Die Ayotzinapa-Bewegung
In den Monaten nach dem 26. September erschütterte eine riesige Bewegung die mexikanische Gesellschaft. Die Forderung nach dem lebendigen Wiederauftauchen der 43 drückte die Ablehnung des mörderischen politischen Regimes in breiten Sektoren der Bevölkerung aus. Eine neue Generation von hauptsächlich jungendlichen Kämpfer*innen verlor ihre Illusionen in die bürgerliche Demokratie. Ihnen wurde klar, dass die politische Kaste im Interesse des US-Imperialismus und der mexikanischen UnternehmerInnen und Drogenbosse regiert und sie darunter in Form von Frauenmord, Hungerlöhnen, Korruption, Verfolgung, Folter und Ermordung politischer und sozialer Aktivist*innen und dem „Krieg gegen die Drogen“, der mehr als 200.000 Verschwundene und Tote zu verbuchen hat, bezahlen müssen.
Deshalb mobilisierten sich monatelang Hunderttausende auf den zentralen Plätzen des Landes, kämpferische Lehrer*innen konfrontierten die Polizei, blockierten Straßen und setzten Parlamentsgebäude in Brand, während die Studierendenbewegung Fakultäten und Universitäten besetzte und mehrere Streiks organisierte. Damit schuf die Bewegung eine neue Avantgarde der kämpferischen Jugend, die schon an anderen demokratischen Bewegungen in den vergangenen Jahren teilnahm, sich nach Ayotzinapa jedoch weiter radikalisierte und den kapitalistischen Staat infrage stellte.

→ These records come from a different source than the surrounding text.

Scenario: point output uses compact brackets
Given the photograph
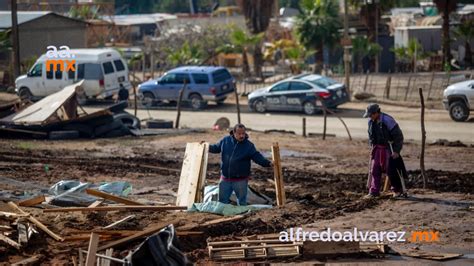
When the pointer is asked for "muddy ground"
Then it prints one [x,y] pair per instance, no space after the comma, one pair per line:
[324,180]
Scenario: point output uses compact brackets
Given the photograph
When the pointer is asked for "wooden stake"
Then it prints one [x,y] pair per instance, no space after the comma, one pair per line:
[33,220]
[423,137]
[111,197]
[92,250]
[33,201]
[278,175]
[237,103]
[178,107]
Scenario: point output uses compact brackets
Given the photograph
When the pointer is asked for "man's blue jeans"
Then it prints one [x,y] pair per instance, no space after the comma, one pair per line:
[239,187]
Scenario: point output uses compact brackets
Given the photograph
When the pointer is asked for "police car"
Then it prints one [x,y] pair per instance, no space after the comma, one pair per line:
[299,93]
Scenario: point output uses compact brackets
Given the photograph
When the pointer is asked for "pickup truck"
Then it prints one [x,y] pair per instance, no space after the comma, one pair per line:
[458,99]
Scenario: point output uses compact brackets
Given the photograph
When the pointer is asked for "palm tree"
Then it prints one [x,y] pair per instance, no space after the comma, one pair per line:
[446,7]
[465,31]
[257,17]
[243,42]
[317,26]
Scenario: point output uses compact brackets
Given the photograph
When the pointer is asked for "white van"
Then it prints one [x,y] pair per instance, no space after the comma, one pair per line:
[103,71]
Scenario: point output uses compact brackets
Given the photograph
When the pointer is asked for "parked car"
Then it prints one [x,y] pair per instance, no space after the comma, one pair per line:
[458,99]
[204,83]
[103,70]
[299,93]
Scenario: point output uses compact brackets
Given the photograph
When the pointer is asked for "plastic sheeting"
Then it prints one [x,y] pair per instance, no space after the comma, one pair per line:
[225,209]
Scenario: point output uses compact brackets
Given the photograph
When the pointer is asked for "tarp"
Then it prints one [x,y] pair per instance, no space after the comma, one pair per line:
[225,209]
[71,192]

International wurde zu globalen Aktionstagen von den USA, Uruguay und Argentinien bis nach Spanien und Frankreich mobilisiert.
Am Höhepunkt der Bewegung Ende November wurden sogar die bürokratischen Führungen unter anderem der Lehrer*innen- und Telefonist*innen-Gewerkschaft und durch den Druck von unten dazu gezwungen, zu einem Generalstreik aufzurufen. Gemeinsam mit Hunderttausenden brannten sie eine riesige Figur des Präsidenten Enrique Peña Nieto der Partei der institutionellen Revolution (PRI) nieder und forderten seinen Rücktritt.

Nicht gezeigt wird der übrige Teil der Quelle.